Original Title: Evidential deep learning for interatomic potentials
Journal: Nature communications
DOI: 10.1038/s41467-025-67663-y
Overview
Molecular dynamics simulations are essential for understanding physical and chemical processes at the atomic level. Machine learning interatomic potentials have emerged as an efficient tool to achieve the accuracy of first-principles calculations with significantly reduced computational costs. However, the reliability of these models depends on the quality of training data. Uncertainty quantification is required to identify when a model encounters unfamiliar atomic configurations. Conventional methods like ensemble modeling require training multiple networks, which is computationally expensive and slow. This paper introduces the evidential interatomic potential, a framework that provides robust uncertainty estimates through a single forward pass. By integrating evidential deep learning with a physics-inspired architecture, the model achieves high efficiency without sacrificing predictive accuracy.
Novelty
The novelty of this work lies in three specific design choices tailored for atomic systems. First, it implements locality by estimating uncertainty at the atomic level rather than for the entire system, utilizing atomic forces as a proxy for ground truth.

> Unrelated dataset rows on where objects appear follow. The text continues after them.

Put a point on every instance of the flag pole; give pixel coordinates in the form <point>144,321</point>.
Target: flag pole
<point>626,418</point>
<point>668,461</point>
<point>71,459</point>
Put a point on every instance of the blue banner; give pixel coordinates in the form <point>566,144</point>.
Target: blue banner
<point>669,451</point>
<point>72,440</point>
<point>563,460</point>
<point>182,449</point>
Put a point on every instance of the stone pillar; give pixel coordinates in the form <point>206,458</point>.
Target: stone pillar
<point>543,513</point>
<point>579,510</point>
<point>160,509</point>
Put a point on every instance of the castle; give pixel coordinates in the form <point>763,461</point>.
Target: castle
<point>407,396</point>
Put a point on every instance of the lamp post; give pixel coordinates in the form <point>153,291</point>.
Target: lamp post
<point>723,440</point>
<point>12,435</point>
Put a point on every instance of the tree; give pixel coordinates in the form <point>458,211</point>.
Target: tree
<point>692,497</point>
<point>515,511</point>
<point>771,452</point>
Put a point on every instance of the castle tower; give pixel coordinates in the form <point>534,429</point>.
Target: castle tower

Second, it accounts for directionality by producing separate uncertainty values for each Cartesian component of the force, recognizing that model confidence can vary across different spatial axes. Third, the framework replaces standard Gaussian assumptions with a Bayesian quantile regression approach. This allows the model to learn the distribution of forces more flexibly. In benchmarks on the ISO17 dataset, the method demonstrated strong performance, with Spearman’s rank correlation coefficients between 0.74 and 0.86 and ROC-AUC values ranging from 0.86 to 0.93. On a universal potential trained on millions of configurations, the model achieved an ROC-AUC of 0.914.
Potential Clinical / Research Applications
This framework facilitates more efficient active learning workflows, where the model can autonomously identify and sample high-uncertainty configurations to improve itself. This is particularly useful in drug discovery and materials design, where exploring the vast chemical space is otherwise prohibitive. Furthermore, the authors demonstrate uncertainty-driven dynamics, where the potential energy surface is modified to encourage the exploration of diverse atomic arrangements. In tests on water and lithium iron phosphate, this approach generated more diverse configurations than standard molecular dynamics. Such capabilities are vital for studying rare events and complex biochemical reactions. The ability to perform real-time assessment of model reliability during simulation ensures that researchers can trust results covering 89 different elements without the need for constant, expensive manual verification against first-principles methods.